That one hurts. The Grizzlies went into Friday night's road game against the Golden State Warriors looking to clinch the season tiebreaker with the Warriors and further advance their playoff cause, gaining ground on a potential 5th or 6th seed. Instead, Golden State went on a 14-0 run in the last 4 minutes of the game—the Grizzlies led 93-86 then, and lost 100-93—as the Grizzlies' offense sputtered to a halt and Golden State managed to run high pick and rolls to get Steph Curry guarded by Zach Randolph at the top of the key.
Curry was close to superhuman Friday night, scoring 33 points and making 8 assists, and of his 5 made threes, at least three of them had no business going in whatsoever, long-range bombs that he can make better than anyone else in the business. Curry's excellence down the stretch combined with the Grizzlies' defensive lapses and inability to get anything going on offense spelled doom for the Griz, and they ended up losing a game that they really needed to win.
The loss to Golden State means the Grizzlies don't have the tiebreaker with them, so to move ahead of them in the standings they'll have to have a better record instead of just tying. The loss also comes on a night when Phoenix won, leaving the 8th-place Grizzlies 2 games behind Golden State, a half game behind Phoenix, and only a half game ahead of 9th-place Dallas. Dallas plays the Kings tonight, so it's very possible that the next time the Grizzlies play, they'll be doing so from 9th place.
The loss was particularly frustrating to me because down 93-96, the Grizzlies couldn't get a stop when they absolutely knew they had to have one. With Z-Bo guarding Draymond Green, the Warriors ran a Green/Curry P&R twice in a row and got two buckets out of it (and prior to that, Green himself made a 3-pointer). It was like the Warriors didn't realize they could exploit Zach Randolph's weaknesses on defense until the last three minutes of the game, and once they did, the Grizzlies were powerless to do anything about it.
You can argue that coach Dave Joerger should've taken Randolph out of the game—I'd say that's reasonable, given that you could then try guarding Green with James Johnson or Ed Davis, two guys athletic enough to get out to the three point line and back without blowing what they're supposed to be doing. For whatever reason—presumably offense—that isn't what happened.
Don't read me as laying the blame for the loss squarely on Randolph or Joerger's shoulders, though.
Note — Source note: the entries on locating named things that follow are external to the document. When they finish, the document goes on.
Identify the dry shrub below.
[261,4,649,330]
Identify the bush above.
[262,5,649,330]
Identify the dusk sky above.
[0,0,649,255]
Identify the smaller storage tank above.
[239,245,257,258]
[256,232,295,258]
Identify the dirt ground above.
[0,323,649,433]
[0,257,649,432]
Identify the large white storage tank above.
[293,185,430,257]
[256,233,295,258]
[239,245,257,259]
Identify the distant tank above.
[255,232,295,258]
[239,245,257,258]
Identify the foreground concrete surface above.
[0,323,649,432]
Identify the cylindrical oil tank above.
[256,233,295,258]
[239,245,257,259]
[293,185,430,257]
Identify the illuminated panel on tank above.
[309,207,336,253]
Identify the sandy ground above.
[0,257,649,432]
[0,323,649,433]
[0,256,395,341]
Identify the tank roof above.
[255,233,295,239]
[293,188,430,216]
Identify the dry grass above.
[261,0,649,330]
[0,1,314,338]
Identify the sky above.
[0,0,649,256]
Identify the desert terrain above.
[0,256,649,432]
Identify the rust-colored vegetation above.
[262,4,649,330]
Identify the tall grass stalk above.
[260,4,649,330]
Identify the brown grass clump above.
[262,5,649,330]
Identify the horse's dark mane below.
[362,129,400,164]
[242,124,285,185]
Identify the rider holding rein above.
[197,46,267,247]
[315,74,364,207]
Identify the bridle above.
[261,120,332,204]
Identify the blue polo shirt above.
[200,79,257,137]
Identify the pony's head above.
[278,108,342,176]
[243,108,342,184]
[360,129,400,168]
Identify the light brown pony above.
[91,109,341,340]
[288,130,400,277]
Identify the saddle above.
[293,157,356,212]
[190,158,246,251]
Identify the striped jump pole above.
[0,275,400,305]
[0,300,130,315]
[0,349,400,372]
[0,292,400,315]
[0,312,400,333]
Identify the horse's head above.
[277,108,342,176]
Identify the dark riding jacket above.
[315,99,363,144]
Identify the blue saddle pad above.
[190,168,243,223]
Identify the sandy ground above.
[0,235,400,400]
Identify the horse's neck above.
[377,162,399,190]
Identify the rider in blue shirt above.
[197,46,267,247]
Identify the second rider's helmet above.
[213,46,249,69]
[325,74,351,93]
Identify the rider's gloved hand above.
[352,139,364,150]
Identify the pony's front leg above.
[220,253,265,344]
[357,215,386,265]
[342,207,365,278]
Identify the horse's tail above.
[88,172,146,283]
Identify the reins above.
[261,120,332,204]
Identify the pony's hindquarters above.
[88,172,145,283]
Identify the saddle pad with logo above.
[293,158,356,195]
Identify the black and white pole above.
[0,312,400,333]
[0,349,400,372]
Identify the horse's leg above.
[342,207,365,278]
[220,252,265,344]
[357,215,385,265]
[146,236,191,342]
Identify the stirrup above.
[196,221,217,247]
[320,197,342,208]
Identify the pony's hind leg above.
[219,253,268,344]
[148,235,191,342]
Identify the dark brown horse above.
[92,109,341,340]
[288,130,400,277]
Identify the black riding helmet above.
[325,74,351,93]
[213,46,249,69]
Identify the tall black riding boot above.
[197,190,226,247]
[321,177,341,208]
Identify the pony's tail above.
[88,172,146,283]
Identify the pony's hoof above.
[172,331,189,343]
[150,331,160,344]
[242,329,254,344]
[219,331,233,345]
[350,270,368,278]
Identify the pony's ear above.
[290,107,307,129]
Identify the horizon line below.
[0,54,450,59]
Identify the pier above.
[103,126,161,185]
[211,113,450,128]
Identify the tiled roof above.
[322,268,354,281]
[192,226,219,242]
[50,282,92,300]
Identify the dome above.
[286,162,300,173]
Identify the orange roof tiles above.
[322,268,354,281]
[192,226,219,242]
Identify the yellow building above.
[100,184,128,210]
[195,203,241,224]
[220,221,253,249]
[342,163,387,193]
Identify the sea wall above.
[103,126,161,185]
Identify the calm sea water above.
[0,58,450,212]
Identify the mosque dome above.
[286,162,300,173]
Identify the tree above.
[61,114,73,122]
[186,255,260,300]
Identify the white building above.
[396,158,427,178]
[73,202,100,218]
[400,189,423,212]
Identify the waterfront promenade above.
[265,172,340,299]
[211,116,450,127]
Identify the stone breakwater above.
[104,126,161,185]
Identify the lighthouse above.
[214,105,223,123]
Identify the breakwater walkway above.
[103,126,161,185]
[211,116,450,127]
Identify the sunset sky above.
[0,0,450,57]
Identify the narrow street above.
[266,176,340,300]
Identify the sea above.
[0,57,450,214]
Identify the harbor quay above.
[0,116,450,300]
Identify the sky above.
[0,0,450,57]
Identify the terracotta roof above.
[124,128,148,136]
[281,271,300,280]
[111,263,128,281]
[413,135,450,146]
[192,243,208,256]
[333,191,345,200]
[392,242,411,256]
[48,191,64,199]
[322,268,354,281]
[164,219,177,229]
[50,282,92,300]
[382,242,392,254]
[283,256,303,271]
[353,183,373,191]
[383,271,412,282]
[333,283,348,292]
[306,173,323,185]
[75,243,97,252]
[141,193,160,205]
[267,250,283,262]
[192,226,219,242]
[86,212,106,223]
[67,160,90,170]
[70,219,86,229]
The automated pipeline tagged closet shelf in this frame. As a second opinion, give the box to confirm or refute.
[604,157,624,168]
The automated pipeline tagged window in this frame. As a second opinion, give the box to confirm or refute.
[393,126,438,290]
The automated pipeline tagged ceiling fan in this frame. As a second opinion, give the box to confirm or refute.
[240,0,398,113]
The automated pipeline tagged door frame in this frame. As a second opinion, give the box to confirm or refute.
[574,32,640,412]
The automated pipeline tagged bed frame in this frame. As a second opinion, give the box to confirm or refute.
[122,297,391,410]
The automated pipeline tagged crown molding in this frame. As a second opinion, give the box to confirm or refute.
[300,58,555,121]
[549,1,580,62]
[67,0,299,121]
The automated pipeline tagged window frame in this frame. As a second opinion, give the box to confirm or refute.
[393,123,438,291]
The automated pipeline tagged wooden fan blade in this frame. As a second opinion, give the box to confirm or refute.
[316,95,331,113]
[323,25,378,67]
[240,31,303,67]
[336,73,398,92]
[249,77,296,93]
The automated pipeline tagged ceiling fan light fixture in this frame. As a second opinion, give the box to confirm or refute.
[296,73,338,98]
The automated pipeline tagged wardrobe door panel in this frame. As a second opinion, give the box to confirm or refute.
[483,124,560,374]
It was a team effort, and early on, the puzzling lack of interior defense the Grizzlies showed against the Jazz on Wednesday night reared its head again, as former "Zoo Crew" (let us never speak of it again) member Marreese Speights reminded Griz fans of when we used to look at each other and say "You know, Speights isn't so bad." The lack of David Lee for the Warriors probably put the Grizzlies at a disadvantage, because the Grizzlies are able to exploit Lee so handily when he's on the floor.
It is worth mentioning, though, that this isn't the first time Z-Bo's liability on defense has come up this season, and it probably won't be the last. Whatever there is to say about how Z-Bo's production hasn't fallen off with age, and how he's still an invaluable part of the Grizzlies' success—all of which is 100% true—his defense was never great to begin with, and this year it's been noticeably worse. Derrick Favors on Wednesday night gave him fits, but that's normal—Favors does that to lots of people. However, the Spurs spent an entire playoff series running Tony Parker high pick and rolls directly at the numbers on Randolph's jersey, and it paid off well for them. An athletic power forward who is a good pick and roll defender (hey, is Ed Davis still alive?) may have handled last night's situation more effectively and thus enabled the Grizzlies to hang on for the win.
I'm not in panic mode, despite the potentially dire consequences of last night's loss. Golden State is a good team, and good teams always have a chance against other good teams. It's frustrating, because the Grizzlies usually handle the Warriors and move on, but the fact is the Grizzlies could've done just that last night and they didn't. With any luck, they'll be motivated and not disheartened when they take the floor in Portland Sunday night.
On to the next one. The Grizzlies still have to play at Portland, at Denver, and at Minnesota on this road trip before returning home to play Denver again on April 4. The last two games of the season are against Phoenix and Dallas. This one's not over by a long shot, and it could be glorious or it could get really ugly. The only way to know is to play the games, but last night didn't help.